Христианство теперь (400 г.) почти полностью восторжествовало на Востоке. В Египте коренные христиане, или копты,* составляли уже большинство населения, поддерживая сотни церквей и монастырей. Девяносто египетских епископов признавали власть патриарха в Александрии, который почти соперничал с властью фараонов и Птолемеев. Некоторые из этих патриархов были церковными политиками не самого приятного типа, как, например, Феофил, который сжег дотла языческий храм и библиотеку Сераписа (389 г.).

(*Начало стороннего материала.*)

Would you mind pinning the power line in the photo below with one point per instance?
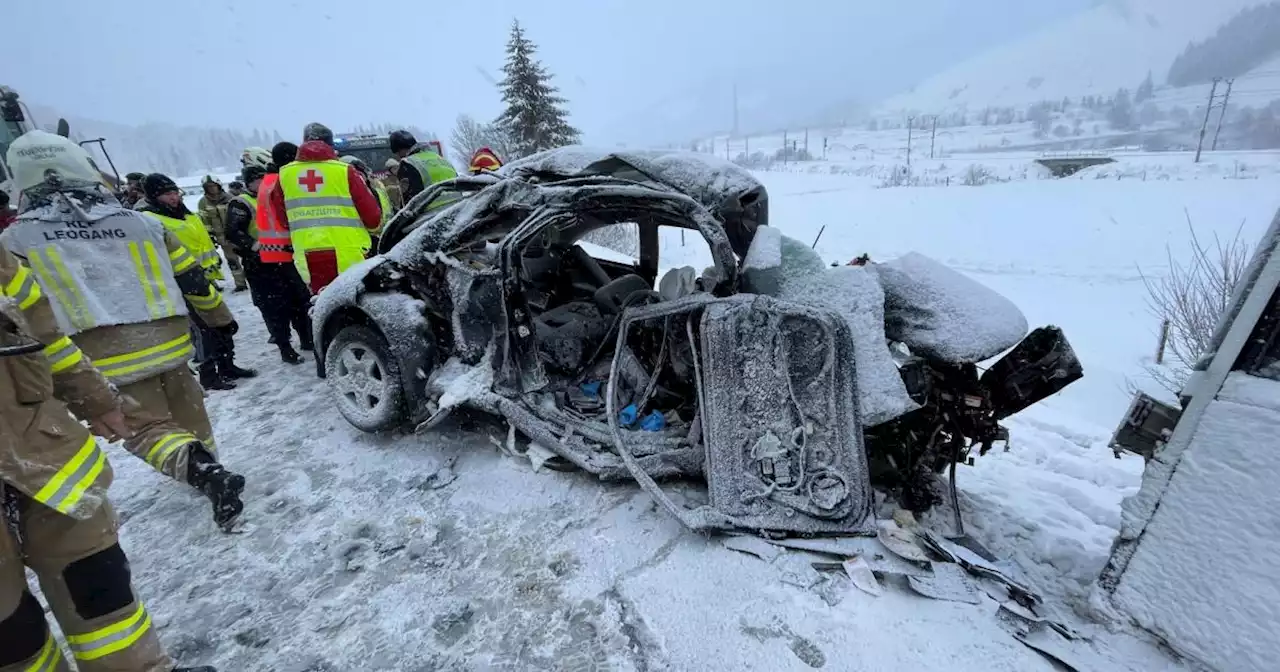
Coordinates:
(1212, 94)
(1221, 114)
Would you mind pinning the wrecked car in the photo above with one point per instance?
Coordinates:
(488, 295)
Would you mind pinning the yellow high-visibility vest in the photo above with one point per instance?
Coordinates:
(193, 236)
(321, 214)
(384, 200)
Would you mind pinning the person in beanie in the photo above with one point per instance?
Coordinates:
(328, 209)
(132, 193)
(277, 289)
(484, 160)
(215, 348)
(58, 521)
(7, 214)
(120, 287)
(274, 242)
(420, 164)
(391, 182)
(213, 213)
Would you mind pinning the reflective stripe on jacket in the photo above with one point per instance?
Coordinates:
(45, 453)
(251, 202)
(384, 201)
(273, 237)
(193, 236)
(432, 167)
(114, 288)
(110, 272)
(321, 214)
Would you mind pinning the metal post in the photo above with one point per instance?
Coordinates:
(909, 122)
(1226, 97)
(933, 135)
(1212, 94)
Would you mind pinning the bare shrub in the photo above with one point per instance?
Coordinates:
(977, 176)
(1192, 297)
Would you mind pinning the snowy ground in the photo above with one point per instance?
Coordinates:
(438, 552)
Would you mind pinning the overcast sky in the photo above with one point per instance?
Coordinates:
(631, 71)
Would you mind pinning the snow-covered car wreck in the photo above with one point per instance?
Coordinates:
(787, 385)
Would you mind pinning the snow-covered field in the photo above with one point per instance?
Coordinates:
(439, 552)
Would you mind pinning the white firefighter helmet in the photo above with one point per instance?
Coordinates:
(40, 158)
(256, 156)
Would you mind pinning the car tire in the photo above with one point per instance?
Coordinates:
(365, 379)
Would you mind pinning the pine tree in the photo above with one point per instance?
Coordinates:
(534, 118)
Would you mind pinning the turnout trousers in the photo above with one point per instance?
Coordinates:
(168, 420)
(87, 583)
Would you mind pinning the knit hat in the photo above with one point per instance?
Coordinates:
(318, 131)
(401, 140)
(155, 184)
(252, 172)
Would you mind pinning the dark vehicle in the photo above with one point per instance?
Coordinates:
(493, 301)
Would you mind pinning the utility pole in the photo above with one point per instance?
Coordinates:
(1212, 94)
(1221, 115)
(735, 110)
(910, 122)
(933, 135)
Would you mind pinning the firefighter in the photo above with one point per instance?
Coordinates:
(120, 287)
(391, 182)
(215, 348)
(420, 164)
(328, 209)
(384, 200)
(56, 520)
(132, 190)
(277, 289)
(484, 160)
(213, 213)
(7, 214)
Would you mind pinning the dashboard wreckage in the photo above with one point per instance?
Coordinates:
(760, 374)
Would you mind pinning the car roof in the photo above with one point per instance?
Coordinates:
(506, 202)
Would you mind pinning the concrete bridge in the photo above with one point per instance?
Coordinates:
(1069, 164)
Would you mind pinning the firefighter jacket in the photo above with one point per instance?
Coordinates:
(45, 453)
(274, 245)
(213, 213)
(193, 236)
(118, 283)
(421, 169)
(321, 213)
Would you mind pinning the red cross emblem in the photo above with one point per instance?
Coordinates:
(311, 181)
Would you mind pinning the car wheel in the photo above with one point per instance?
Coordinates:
(365, 379)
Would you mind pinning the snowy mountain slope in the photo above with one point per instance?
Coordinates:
(425, 552)
(1111, 45)
(415, 553)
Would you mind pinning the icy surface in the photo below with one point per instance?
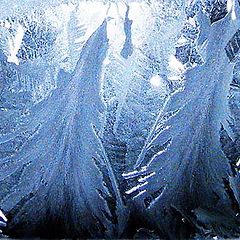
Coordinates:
(119, 119)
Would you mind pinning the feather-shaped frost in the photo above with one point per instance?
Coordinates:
(184, 178)
(60, 179)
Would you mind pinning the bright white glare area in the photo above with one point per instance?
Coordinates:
(156, 81)
(173, 78)
(174, 64)
(231, 7)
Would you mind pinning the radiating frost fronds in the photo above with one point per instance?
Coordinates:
(184, 180)
(59, 178)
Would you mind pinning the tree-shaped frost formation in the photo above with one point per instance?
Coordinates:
(184, 180)
(59, 178)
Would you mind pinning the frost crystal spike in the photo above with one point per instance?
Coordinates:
(182, 173)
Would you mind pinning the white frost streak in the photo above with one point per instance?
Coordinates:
(136, 188)
(15, 44)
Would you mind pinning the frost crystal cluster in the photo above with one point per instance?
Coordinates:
(120, 119)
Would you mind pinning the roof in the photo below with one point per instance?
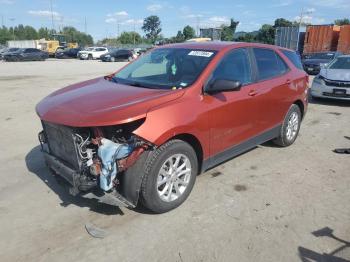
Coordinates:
(216, 45)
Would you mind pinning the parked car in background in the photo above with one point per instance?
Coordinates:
(118, 54)
(26, 54)
(312, 62)
(333, 80)
(68, 53)
(7, 50)
(92, 53)
(149, 129)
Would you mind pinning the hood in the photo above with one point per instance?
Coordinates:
(99, 102)
(336, 74)
(315, 61)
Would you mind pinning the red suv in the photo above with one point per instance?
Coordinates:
(146, 131)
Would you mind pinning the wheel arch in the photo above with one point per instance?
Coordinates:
(194, 142)
(301, 106)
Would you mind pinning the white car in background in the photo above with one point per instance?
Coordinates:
(334, 80)
(92, 53)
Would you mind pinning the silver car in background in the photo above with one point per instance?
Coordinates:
(334, 80)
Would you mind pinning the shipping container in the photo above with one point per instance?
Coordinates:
(213, 33)
(344, 39)
(321, 38)
(291, 37)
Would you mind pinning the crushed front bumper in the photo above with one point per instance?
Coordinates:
(90, 191)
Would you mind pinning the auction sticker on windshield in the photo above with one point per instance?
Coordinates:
(201, 53)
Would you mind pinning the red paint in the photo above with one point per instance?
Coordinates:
(217, 121)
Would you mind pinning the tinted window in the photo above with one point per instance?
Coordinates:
(235, 66)
(294, 58)
(269, 63)
(340, 63)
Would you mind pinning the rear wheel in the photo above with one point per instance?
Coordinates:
(170, 175)
(290, 127)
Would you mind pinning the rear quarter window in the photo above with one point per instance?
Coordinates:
(294, 58)
(269, 63)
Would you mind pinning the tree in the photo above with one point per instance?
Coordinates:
(73, 35)
(281, 22)
(248, 37)
(188, 32)
(344, 21)
(129, 38)
(228, 31)
(151, 26)
(179, 37)
(266, 34)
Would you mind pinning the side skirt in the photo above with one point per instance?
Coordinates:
(240, 148)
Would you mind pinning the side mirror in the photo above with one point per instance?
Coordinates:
(323, 65)
(221, 85)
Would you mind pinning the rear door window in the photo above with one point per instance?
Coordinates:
(269, 63)
(294, 58)
(235, 66)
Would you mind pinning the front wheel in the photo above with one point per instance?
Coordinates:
(170, 175)
(290, 127)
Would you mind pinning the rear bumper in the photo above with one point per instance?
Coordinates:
(324, 91)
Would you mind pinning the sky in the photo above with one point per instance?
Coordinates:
(105, 18)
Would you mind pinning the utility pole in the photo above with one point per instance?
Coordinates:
(53, 25)
(198, 23)
(134, 31)
(302, 14)
(13, 27)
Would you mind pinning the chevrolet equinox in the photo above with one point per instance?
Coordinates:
(144, 133)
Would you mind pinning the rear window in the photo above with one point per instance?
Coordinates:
(294, 58)
(269, 63)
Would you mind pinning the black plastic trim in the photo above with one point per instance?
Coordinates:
(240, 148)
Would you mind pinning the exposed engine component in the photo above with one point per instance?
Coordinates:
(94, 156)
(109, 152)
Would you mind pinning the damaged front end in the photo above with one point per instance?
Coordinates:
(92, 158)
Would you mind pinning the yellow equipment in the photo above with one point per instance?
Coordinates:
(58, 42)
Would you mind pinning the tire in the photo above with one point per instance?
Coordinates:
(290, 128)
(153, 182)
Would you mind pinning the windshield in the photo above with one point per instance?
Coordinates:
(340, 63)
(326, 56)
(165, 68)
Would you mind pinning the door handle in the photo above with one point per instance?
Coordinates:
(252, 93)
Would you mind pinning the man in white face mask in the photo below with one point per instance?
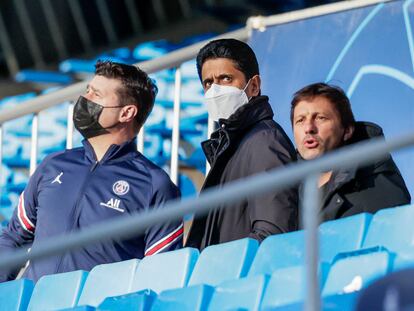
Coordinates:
(248, 141)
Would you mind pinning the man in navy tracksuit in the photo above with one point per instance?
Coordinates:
(105, 178)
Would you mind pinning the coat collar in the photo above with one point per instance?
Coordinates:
(233, 128)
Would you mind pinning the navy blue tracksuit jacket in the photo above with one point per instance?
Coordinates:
(70, 190)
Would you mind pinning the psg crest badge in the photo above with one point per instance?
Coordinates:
(121, 187)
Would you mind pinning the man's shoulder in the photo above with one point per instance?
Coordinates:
(268, 133)
(64, 154)
(156, 173)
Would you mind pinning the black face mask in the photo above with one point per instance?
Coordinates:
(86, 115)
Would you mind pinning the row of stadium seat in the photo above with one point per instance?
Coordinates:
(158, 131)
(241, 274)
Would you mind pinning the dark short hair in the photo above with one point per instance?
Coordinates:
(138, 88)
(239, 52)
(333, 93)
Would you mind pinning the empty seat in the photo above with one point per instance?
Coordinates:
(392, 228)
(227, 261)
(242, 294)
(139, 301)
(329, 303)
(166, 270)
(355, 271)
(287, 285)
(58, 291)
(191, 298)
(343, 235)
(288, 249)
(15, 295)
(279, 251)
(108, 280)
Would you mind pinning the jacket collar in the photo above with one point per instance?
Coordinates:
(363, 131)
(257, 109)
(114, 152)
(233, 128)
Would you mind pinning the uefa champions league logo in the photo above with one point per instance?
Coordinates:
(121, 187)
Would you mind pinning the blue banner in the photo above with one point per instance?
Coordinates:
(369, 52)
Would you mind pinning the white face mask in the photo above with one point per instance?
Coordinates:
(223, 100)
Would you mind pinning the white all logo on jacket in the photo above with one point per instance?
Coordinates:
(120, 187)
(114, 204)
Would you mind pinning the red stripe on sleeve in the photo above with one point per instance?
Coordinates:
(157, 247)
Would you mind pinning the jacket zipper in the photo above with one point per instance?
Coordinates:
(76, 207)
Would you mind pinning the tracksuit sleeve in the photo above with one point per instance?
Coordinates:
(167, 236)
(277, 211)
(21, 228)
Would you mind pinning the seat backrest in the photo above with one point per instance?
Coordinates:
(288, 249)
(342, 235)
(108, 280)
(241, 294)
(279, 251)
(354, 272)
(287, 285)
(58, 291)
(191, 298)
(165, 270)
(139, 301)
(392, 228)
(227, 261)
(15, 295)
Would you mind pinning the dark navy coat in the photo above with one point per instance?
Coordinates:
(70, 190)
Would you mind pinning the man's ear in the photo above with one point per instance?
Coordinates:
(128, 113)
(254, 86)
(349, 131)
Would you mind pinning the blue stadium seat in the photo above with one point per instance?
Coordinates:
(286, 250)
(191, 298)
(354, 271)
(15, 295)
(287, 285)
(279, 251)
(165, 271)
(335, 237)
(222, 262)
(242, 294)
(58, 291)
(108, 280)
(345, 302)
(392, 228)
(139, 301)
(80, 308)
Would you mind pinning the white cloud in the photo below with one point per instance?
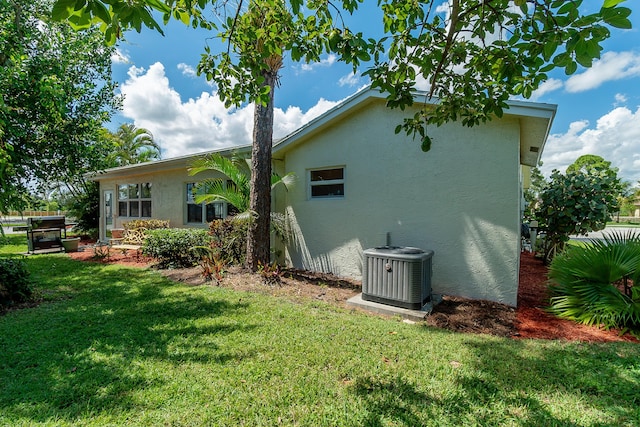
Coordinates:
(621, 99)
(349, 80)
(120, 57)
(199, 124)
(612, 66)
(327, 62)
(187, 70)
(615, 137)
(546, 87)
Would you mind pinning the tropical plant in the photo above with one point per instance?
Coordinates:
(576, 203)
(598, 283)
(235, 187)
(132, 145)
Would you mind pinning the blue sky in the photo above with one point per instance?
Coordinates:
(598, 108)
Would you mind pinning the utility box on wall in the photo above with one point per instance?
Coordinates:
(397, 276)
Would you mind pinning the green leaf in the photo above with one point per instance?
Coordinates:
(62, 9)
(425, 146)
(611, 3)
(100, 12)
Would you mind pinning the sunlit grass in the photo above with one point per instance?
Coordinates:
(121, 346)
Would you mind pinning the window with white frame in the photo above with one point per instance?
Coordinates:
(202, 213)
(325, 183)
(134, 200)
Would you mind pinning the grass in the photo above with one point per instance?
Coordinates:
(119, 346)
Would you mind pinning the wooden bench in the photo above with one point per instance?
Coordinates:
(46, 233)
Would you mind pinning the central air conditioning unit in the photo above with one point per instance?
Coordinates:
(397, 276)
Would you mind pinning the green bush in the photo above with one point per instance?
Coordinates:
(173, 247)
(594, 284)
(229, 240)
(15, 285)
(149, 224)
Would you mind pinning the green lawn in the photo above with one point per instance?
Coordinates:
(119, 346)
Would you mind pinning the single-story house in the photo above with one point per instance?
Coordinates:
(361, 185)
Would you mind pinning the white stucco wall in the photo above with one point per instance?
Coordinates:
(168, 195)
(461, 200)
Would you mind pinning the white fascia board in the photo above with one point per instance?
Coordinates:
(180, 162)
(523, 109)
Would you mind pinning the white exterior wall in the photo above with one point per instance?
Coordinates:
(461, 200)
(168, 196)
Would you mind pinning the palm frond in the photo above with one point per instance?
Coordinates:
(583, 282)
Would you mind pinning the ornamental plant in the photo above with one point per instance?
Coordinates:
(597, 284)
(576, 203)
(174, 247)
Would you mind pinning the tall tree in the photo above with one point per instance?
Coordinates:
(56, 91)
(474, 56)
(131, 145)
(237, 192)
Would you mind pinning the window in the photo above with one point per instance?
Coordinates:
(199, 213)
(134, 200)
(326, 183)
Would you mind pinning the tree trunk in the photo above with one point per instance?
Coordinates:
(258, 238)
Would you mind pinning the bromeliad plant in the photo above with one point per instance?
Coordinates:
(597, 284)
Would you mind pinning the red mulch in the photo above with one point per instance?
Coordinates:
(533, 322)
(529, 320)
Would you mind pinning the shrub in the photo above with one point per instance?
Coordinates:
(594, 284)
(173, 247)
(229, 240)
(149, 224)
(576, 203)
(15, 285)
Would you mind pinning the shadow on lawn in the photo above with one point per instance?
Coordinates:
(72, 356)
(603, 378)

Более приятен скромный епископ Птолемаиса Синезий. Он родился в Киринее (ок. 365 г.), изучал математику и философию в Александрии у Гипатии; до конца жизни он оставался ее преданным другом, называя ее «истинной выразительницей истинной философии». Он посетил Афины и утвердился там в своем язычестве; но в 403 году он женился на христианке и галантно принял христианство; ему показалось простой любезностью превратить свое неоплатоническое триединство Единого, Нуса и Души в Отца, Духа и Сына.45 Он написал множество восхитительных писем и несколько незначительных философских работ, из которых сегодня ни одна не представляет ценности, кроме эссе «В похвалу лысине». В 410 году Феофил предложил ему епископство Птолемаиса. Теперь он был деревенским джентльменом, у которого было больше денег, чем амбиций; он протестовал, что не годится, что он не верит в воскресение тела (как того требовал Никейский Символ веры), что он женат и не намерен бросать свою жену. Феофил, для которого догмы были инструментом, подмигнул на эти ошибки и преобразовал Синезия в епископа прежде, чем философ смог принять решение. Характерно, что его последнее письмо было адресовано Ипатии, а последняя молитва — Христу.46
В Сирии от языческих храмов избавились по примеру Феофила. Императорские эдикты предписывали их закрыть; оставшиеся в живых язычники сопротивлялись, но смирились с поражением, заметив, с каким безразличием их боги приняли уничтожение. У азиатского христианства были более здравомыслящие лидеры, чем египетские.* За короткую пятидесятилетнюю жизнь (329?-379) великий Василий учился риторике у Либания в Константинополе, изучал философию в Афинах, посещал анхоритов Египта и Сирии и отверг их интровертный аскетизм; стал епископом Кесарии Каппадокийской, организовал христианство в своей стране, пересмотрел его ритуалы, ввел самообеспечивающееся ценобитное монашество и составил монашеские правила, которыми до сих пор руководствуются монастыри греко-славянского мира. Он советовал своим последователям избегать театральной суровости египетских анхоритов, а служить Богу, здоровью и здравомыслию полезным трудом; возделывание полей, по его мнению, было прекрасной молитвой. И по сей день христианский Восток признает его выдающееся влияние.